Report Revised After FSS Intervention… Market Asks, “Did the Korea Exchange Fulfil Its Role?”
SEOJIN SYSTEM CO., LTD has continued to deny the need for disclosure even after an E-Daily report pointed out its failure to disclose the Vietnam tax risk. Related Article ☞ KOSDAQ-Listed Company with 5 Trillion Market Cap Hushes Up 100 Billion Tax Bomb [only-EDAILY]

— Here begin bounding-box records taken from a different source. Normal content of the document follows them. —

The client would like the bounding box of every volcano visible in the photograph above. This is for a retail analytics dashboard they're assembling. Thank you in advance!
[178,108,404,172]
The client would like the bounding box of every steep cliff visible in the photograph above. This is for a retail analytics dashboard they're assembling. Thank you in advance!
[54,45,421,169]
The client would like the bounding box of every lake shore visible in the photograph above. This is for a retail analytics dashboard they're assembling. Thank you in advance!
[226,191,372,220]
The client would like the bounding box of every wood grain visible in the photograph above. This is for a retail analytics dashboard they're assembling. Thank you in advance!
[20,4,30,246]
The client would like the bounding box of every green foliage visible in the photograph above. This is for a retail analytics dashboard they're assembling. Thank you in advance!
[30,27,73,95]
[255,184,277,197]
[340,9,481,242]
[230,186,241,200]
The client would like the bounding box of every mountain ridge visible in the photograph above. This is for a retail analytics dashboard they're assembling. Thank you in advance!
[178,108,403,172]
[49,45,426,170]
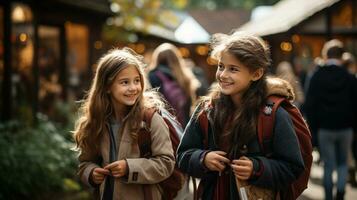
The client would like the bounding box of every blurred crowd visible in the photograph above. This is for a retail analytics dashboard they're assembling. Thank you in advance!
[143,39,357,199]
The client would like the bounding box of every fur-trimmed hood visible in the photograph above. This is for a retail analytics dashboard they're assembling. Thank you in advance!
[267,76,295,101]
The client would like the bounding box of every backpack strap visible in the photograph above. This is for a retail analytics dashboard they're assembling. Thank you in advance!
[138,108,156,200]
[138,108,156,158]
[198,110,208,149]
[258,95,286,157]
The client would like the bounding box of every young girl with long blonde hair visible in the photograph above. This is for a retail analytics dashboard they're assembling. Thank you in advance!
[74,48,175,200]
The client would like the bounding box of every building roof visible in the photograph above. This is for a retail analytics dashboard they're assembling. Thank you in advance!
[189,9,250,34]
[134,10,210,44]
[238,0,340,36]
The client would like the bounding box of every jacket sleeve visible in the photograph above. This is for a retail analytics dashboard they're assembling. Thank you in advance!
[303,72,319,137]
[250,108,304,190]
[78,147,100,187]
[177,105,207,178]
[126,113,175,184]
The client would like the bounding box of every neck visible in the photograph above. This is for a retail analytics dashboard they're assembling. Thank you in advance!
[231,94,242,108]
[113,105,127,122]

In a notice posted on its website on June 5, SEOJIN SYSTEM CO., LTD described the matter as “an issue related to approximately 930억 won in value-added tax,” but also stated, “As an objection is currently being processed, the tax amount has not yet been finalized.” The company added, “After reviewing the matter in accordance with relevant laws and regulations, we determined that it does not constitute a matter subject to disclosure at this stage.”
[This image was created using AI technology.]

However, after the Financial Supervisory Service (FSS) began verifying the facts regarding the appropriateness of the disclosure, SEOJIN SYSTEM CO., LTD revised its first-quarter report. The revised report reflected the facts regarding the tax assessment notice, actual payment, and bank guarantees for late payment penalties—contrary to the “tax audit stage” that the company had emphasized in its website notice. It is understood that the FSS, after requesting an explanation from SEOJIN SYSTEM CO., LTD regarding the tax risk of its Vietnamese subsidiary, also requested explanations from Shinhan Investment & Securities and Hana Securities, which had participated in the major shareholder’s fundraising before the risk was fully disclosed to the market.

Meanwhile, the market is criticizing the Korea Exchange (KRX) for failing to fulfill its role regarding SEOJIN SYSTEM CO., LTD’s belated correction of its disclosure. SEOJIN SYSTEM CO., LTD is a listed company with a history of being designated as a “company with inadequate disclosure” due to past instances of retracted and delayed disclosures, and as of June 12, it still had a cumulative total of 5 valid penalty points remaining. Given that financial authorities recently tightened the criteria for substantive delisting reviews due to disclosure violations—from a cumulative total of 15 penalty points over the past year to 10—some observers point out that if this incident had been deemed a disclosure violation within the existing penalty point validity period, the risk of a substantive review of the company’s eligibility for listing could have been raised.

An investment banking industry official pointed out, “If the Korea Exchange had scrutinized this matter properly, SEOJIN SYSTEM CO., LTD would have been subject to a delisting review due to the accumulation of penalty points for disclosure violations,” adding, “There are already calls to strengthen the soundness of the KOSDAQ market, yet the response has been complacent.”